June Curry (February 8, 1921 - July 16, 2012), also known as “The Cookie Lady”, lived in Afton, Virginia, alongside the TransAmerica Trail, a cross-country bicycle route mapped by Adventure Cycling Association in 1976. For more than 35 years, Curry offered food, lodging, water and showers to cyclists passing through her town.

Curry – who was born in Afton and lived her entire life in the same house – came unexpectedly to her role as benefactor. Afton is at the top of a steep ascent, and during the inaugural Bikecentennial ride in 1976, she and her father encountered many tired cyclists in search of food and other provisions. In Curry's words, “I decided it was easier to feed them than to put them up!” Early on, Curry provided home-baked cookies to her visitors, which earned for her her nickname, “The Cookie Lady”.
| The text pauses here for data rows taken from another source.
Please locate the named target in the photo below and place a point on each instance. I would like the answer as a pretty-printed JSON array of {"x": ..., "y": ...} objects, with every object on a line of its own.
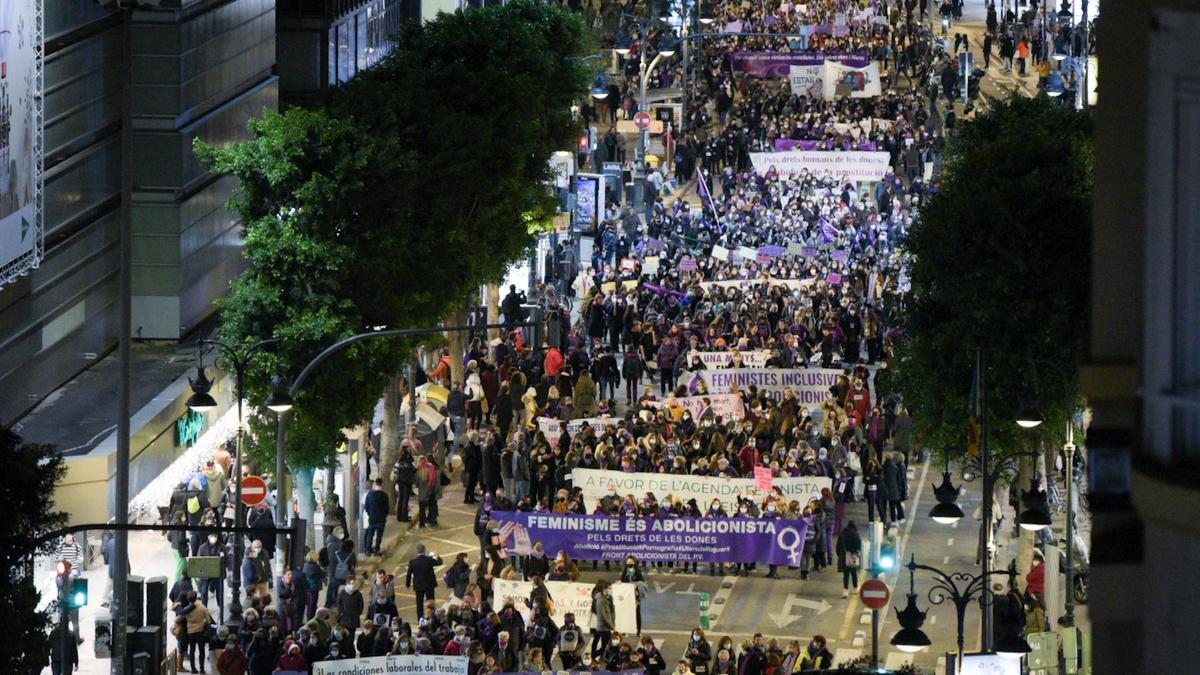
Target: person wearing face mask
[
  {"x": 616, "y": 652},
  {"x": 699, "y": 652},
  {"x": 570, "y": 643},
  {"x": 724, "y": 664},
  {"x": 633, "y": 574},
  {"x": 256, "y": 572},
  {"x": 213, "y": 547},
  {"x": 505, "y": 653},
  {"x": 403, "y": 645},
  {"x": 605, "y": 617},
  {"x": 315, "y": 580},
  {"x": 816, "y": 656}
]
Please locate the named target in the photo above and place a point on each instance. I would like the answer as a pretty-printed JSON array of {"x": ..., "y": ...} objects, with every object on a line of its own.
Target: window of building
[{"x": 1171, "y": 359}]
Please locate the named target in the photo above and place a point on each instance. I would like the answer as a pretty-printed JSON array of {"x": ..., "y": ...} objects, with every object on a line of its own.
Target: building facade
[
  {"x": 1141, "y": 381},
  {"x": 201, "y": 70}
]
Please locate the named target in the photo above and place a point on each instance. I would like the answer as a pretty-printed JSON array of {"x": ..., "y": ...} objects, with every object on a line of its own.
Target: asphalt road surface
[{"x": 786, "y": 608}]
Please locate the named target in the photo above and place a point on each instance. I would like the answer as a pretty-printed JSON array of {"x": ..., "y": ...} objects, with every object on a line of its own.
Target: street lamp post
[
  {"x": 239, "y": 357},
  {"x": 961, "y": 589},
  {"x": 1068, "y": 616},
  {"x": 946, "y": 512}
]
Curry owned another residence close to her own house, which eventually she set aside for the use of cyclists. The building, which became known variously as “The Bike House”, “The Bike Museum” or “The Cookie House”, accumulated an impressive collection of photographs, scrapbooks and other mementos of and from cyclists who had passed through. Curry was also the subject of an episode of Charles Kuralt's "On the Road" segment of CBS Sunday Morning. It has been estimated that more than 14,000 cyclists visited with Curry over the years.
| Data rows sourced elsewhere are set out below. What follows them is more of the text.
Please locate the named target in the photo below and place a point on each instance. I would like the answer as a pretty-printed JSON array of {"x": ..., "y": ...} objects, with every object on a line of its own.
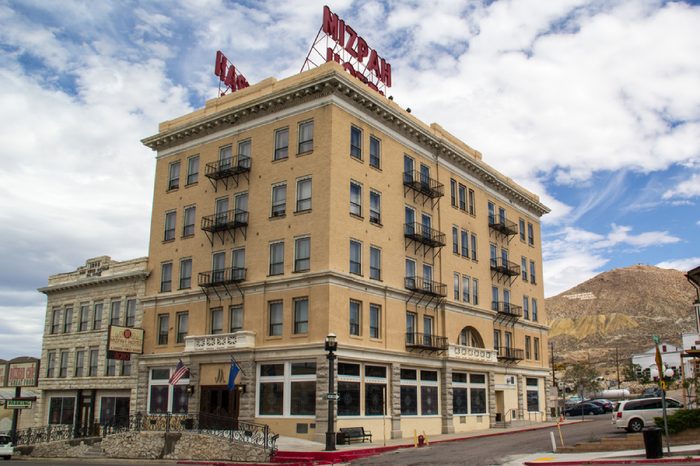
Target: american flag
[{"x": 180, "y": 371}]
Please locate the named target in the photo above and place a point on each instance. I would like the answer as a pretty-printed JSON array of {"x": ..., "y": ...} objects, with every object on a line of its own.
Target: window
[
  {"x": 356, "y": 142},
  {"x": 375, "y": 210},
  {"x": 94, "y": 353},
  {"x": 281, "y": 144},
  {"x": 534, "y": 310},
  {"x": 275, "y": 308},
  {"x": 97, "y": 317},
  {"x": 50, "y": 364},
  {"x": 456, "y": 284},
  {"x": 375, "y": 152},
  {"x": 166, "y": 277},
  {"x": 465, "y": 288},
  {"x": 192, "y": 169},
  {"x": 169, "y": 233},
  {"x": 419, "y": 388},
  {"x": 185, "y": 273},
  {"x": 84, "y": 317},
  {"x": 306, "y": 137},
  {"x": 375, "y": 263},
  {"x": 79, "y": 363},
  {"x": 375, "y": 319},
  {"x": 130, "y": 320},
  {"x": 472, "y": 210},
  {"x": 301, "y": 315},
  {"x": 68, "y": 320},
  {"x": 217, "y": 321},
  {"x": 287, "y": 388},
  {"x": 355, "y": 313},
  {"x": 533, "y": 394},
  {"x": 277, "y": 258},
  {"x": 526, "y": 308},
  {"x": 163, "y": 328},
  {"x": 279, "y": 200},
  {"x": 115, "y": 312},
  {"x": 304, "y": 195},
  {"x": 183, "y": 324},
  {"x": 468, "y": 393},
  {"x": 188, "y": 227},
  {"x": 302, "y": 254},
  {"x": 462, "y": 197},
  {"x": 236, "y": 318},
  {"x": 61, "y": 410},
  {"x": 355, "y": 199},
  {"x": 174, "y": 175},
  {"x": 165, "y": 398},
  {"x": 528, "y": 347},
  {"x": 465, "y": 244},
  {"x": 355, "y": 257}
]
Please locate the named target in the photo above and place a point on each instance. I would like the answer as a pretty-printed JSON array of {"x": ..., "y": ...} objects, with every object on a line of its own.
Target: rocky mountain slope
[{"x": 622, "y": 309}]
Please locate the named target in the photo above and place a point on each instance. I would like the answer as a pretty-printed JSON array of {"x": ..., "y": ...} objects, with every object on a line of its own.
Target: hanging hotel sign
[
  {"x": 23, "y": 374},
  {"x": 124, "y": 340},
  {"x": 345, "y": 46},
  {"x": 228, "y": 74}
]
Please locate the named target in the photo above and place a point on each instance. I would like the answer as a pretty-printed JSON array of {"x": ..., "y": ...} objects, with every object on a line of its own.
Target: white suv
[
  {"x": 6, "y": 449},
  {"x": 634, "y": 415}
]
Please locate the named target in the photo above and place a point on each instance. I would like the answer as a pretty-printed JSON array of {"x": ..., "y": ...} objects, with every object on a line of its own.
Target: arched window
[{"x": 469, "y": 336}]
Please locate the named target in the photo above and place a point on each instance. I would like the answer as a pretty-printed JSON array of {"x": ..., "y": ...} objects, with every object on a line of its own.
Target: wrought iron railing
[
  {"x": 207, "y": 424},
  {"x": 424, "y": 234}
]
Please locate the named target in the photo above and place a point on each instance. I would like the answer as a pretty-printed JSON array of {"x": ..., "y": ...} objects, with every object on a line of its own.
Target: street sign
[{"x": 18, "y": 404}]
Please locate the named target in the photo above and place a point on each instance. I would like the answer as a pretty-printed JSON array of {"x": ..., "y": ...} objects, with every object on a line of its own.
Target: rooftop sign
[{"x": 345, "y": 46}]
In 2005, Curry suffered a stroke and, thanks to donations from cyclists and cycling organizations who had learned of her misfortune, was able to hire a caregiver.

In recognition of Curry's years of generosity, Adventure Cycling Association in 2003 established the June Curry Trail Angel Award to honor “a generous individual or group encountered during a bicycle tour that makes the cyclotourist’s journey easier or possible by helping the cyclist through an act of goodwill.” Curry was the award's first recipient.